Catatan: Keluarga J.S. Badudu mengoreksi informasi di atas. Kepada Tirto, pihak keluarga mengatakan bahwa kritik Badudu tidak ditujukan secara khusus kepada Soeharto. Selain itu, Badudu berhenti siaran juga bukan karena kritik tersebut, melainkan permintaan sendiri terkait kesibukan mengajar di Bandung. Selengkapnya, baca: Koreksi Terhadap Informasi J.S. Badudu Mengkritik Soeharto [catatan ini dtambahkan editor pada 14 Agustus 2017, pukul 18.20 WIB].
Fragmen yang dialami J.S. Badudu dan Siaran Pembinaan Bahasa Indonesia itu terlintas kembali saat Mata Najwa mendadak tidak akan lanjut mengudara di Metro TV. Melalui akun Twitter resminya, Najwa Shihab mengumumkan bahwa program talk show Mata Najwa tidak akan lanjut setelah episode "Ekslusif Bersama Novel Baswedan". Episode itu menjadi produksi Mata Najwa yang terakhir.
Episode yang disebut-sebut sebagai episode live terakhir itu, yaitu yang menayangkan wawancara khusus dengan Novel Baswedan, tayang pada 26 Juli 2017. Beberapa jam sebelum episode itu tayang, media sosial -- khususnya Twitter -- diramaikan rumor bahwa episode wawancara khusus batal tayang secara mendadak. Akan tetapi, beberapa jam kemudian, tepatnya pada pukul 20.00 WIB, Mata Najwa tetap muncul seperti biasanya setiap Rabu malam.
Maka ketika Mata Najwa dinyatakan tidak akan berlanjut, banyak pihak yang berspekulasi. Apalagi setelah episode Novel itu, Mata Najwa memang tidak menampilkan episode baru, hanya episode lama. Najwa, ketika dihubungi oleh Tirto, hanya mengatakan: "Kita lihat tiga minggu lagi [setelah episode final 'Menuju Catatan Tanpa Titik']."
Sementara pihak Metro TV, melalui Presiden Direkturnya, Suryopratomo, juga mengkonfirmasi berakhirnya tayangan Mata Najwa.

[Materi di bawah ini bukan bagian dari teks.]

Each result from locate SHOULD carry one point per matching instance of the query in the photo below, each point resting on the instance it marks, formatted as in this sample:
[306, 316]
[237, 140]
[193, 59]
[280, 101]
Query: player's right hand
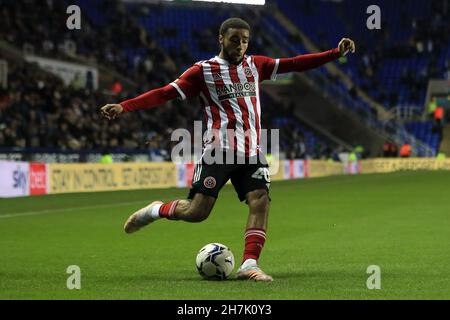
[111, 111]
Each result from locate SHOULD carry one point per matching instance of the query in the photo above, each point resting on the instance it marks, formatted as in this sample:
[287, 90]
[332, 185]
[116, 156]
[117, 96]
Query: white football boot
[142, 217]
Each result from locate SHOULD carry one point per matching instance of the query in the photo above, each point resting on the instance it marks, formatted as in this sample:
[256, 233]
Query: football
[215, 261]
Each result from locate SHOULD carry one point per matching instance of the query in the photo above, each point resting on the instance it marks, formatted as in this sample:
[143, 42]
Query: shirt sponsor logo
[236, 90]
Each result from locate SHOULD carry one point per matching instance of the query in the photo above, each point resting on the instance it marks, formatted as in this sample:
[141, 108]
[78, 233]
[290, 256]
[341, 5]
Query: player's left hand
[346, 45]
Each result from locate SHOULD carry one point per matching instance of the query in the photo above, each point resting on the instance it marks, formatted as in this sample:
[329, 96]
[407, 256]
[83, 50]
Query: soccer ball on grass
[215, 261]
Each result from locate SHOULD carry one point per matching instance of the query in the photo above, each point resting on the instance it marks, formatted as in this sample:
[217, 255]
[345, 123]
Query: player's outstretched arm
[314, 60]
[345, 46]
[187, 85]
[147, 100]
[268, 67]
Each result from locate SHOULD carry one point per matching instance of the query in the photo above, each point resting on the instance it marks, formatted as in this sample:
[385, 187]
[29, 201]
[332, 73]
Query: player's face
[234, 44]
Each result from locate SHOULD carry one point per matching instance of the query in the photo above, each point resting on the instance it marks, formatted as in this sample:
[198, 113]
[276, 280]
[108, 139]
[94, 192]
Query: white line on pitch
[32, 213]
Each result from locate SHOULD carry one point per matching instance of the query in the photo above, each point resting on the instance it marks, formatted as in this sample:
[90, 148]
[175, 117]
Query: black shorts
[249, 174]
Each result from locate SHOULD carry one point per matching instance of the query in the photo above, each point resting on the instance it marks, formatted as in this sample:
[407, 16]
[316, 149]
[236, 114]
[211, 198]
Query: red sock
[254, 242]
[166, 210]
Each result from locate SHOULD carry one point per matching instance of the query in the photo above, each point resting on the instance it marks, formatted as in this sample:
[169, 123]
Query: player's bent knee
[199, 214]
[258, 199]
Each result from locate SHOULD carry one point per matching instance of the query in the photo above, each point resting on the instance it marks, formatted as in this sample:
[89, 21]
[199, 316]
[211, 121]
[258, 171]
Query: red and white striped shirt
[230, 94]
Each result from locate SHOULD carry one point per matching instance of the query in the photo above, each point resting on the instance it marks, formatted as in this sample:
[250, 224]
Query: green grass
[323, 234]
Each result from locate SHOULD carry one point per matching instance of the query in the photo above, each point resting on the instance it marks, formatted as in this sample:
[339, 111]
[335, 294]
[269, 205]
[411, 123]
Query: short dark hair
[236, 23]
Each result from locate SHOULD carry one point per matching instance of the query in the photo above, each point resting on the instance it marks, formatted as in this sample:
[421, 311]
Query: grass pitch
[323, 234]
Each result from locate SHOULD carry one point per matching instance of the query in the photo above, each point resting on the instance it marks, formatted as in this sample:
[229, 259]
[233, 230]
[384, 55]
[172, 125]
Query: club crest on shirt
[209, 182]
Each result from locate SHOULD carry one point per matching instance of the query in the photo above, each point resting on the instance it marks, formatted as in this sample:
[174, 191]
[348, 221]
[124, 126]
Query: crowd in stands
[38, 111]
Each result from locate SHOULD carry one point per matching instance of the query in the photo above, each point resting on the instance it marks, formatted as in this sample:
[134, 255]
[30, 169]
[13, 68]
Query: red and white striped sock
[254, 242]
[167, 209]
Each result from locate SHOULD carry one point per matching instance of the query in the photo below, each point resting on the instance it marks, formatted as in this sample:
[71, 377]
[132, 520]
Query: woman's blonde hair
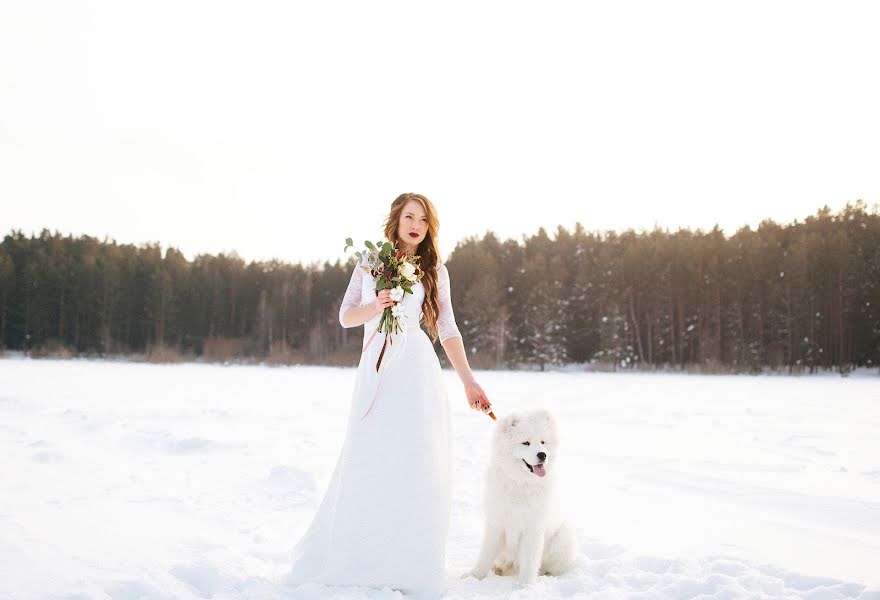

"Kami sangat berterima kasih kepada Najwa Shihab atas kontribusi yang telah diberikan selama 17 tahun berkarya di Metro TV. Kami akan merasa kehilangan Najwa Shihab sebagai jurnalis dan tuan rumah Mata Najwa - program talkshow yang diminati publik dan telah memberi warna yang signifikan bagi perjalanan Metro TV sebagai televisi berita," ujar Suryopratomo.
Dalam sejarah penyiaran di Indonesia, Mata Najwa bukan satu-satunya acara talk show politik yang berhenti secara mendadak. Acara Perspektif-SCTV yang dipandu oleh Wimar Witoelar juga tiba-tiba dihentikan tanpa alasan pada 1995. Saat itu, Wimar sendiri mengaku tidak tahu mengapa acara yang berjalan sukses selama enam bulan itu dihentikan.
Salah satu episode legendaris yang mengakhiri tayangan Perspektif adalah saat Wimar mengundang Mochtar Lubis, tokoh pers nasional yang mendapat penghargaan Magsaysay. Saat itu ada gosip bahwa pemberhentian tayangan Perspektif karena Mochtar Lubis saat itu mengkritik demokrasi Indonesia. Dalam wawancara kepada Republika, yang tayang di edisi Jumat, 25 September 1995, Wimar membantah gosip itu. Ia mengatakan Mochtar Lubis bukan oposisi apalagi anti pemerintah.
Dalam buku Wimar Witoelar: "Hell, yeah!" susunan Fira Basuki, Wimar mengisahkan episode itu. Di halaman 56 buku tersebut, Wimar berkata: Mochtar Lubis dipilih karena baru saja mengembalikan hadiah Magsaysay yang diterimanya pada 1958 sebagai protes karena tokoh Lekra, Pramoedya Ananta Toer, dianugerahi penghargaan yang sama. Beberapa hari kemudian, tepatnya pada Rabu, 13 September 1995, Wimar diundang makan oleh pimpinan SCTV dan diberi tahu bahwa acaranya, Perspektif, dihentikan tanpa batas waktu yang pasti.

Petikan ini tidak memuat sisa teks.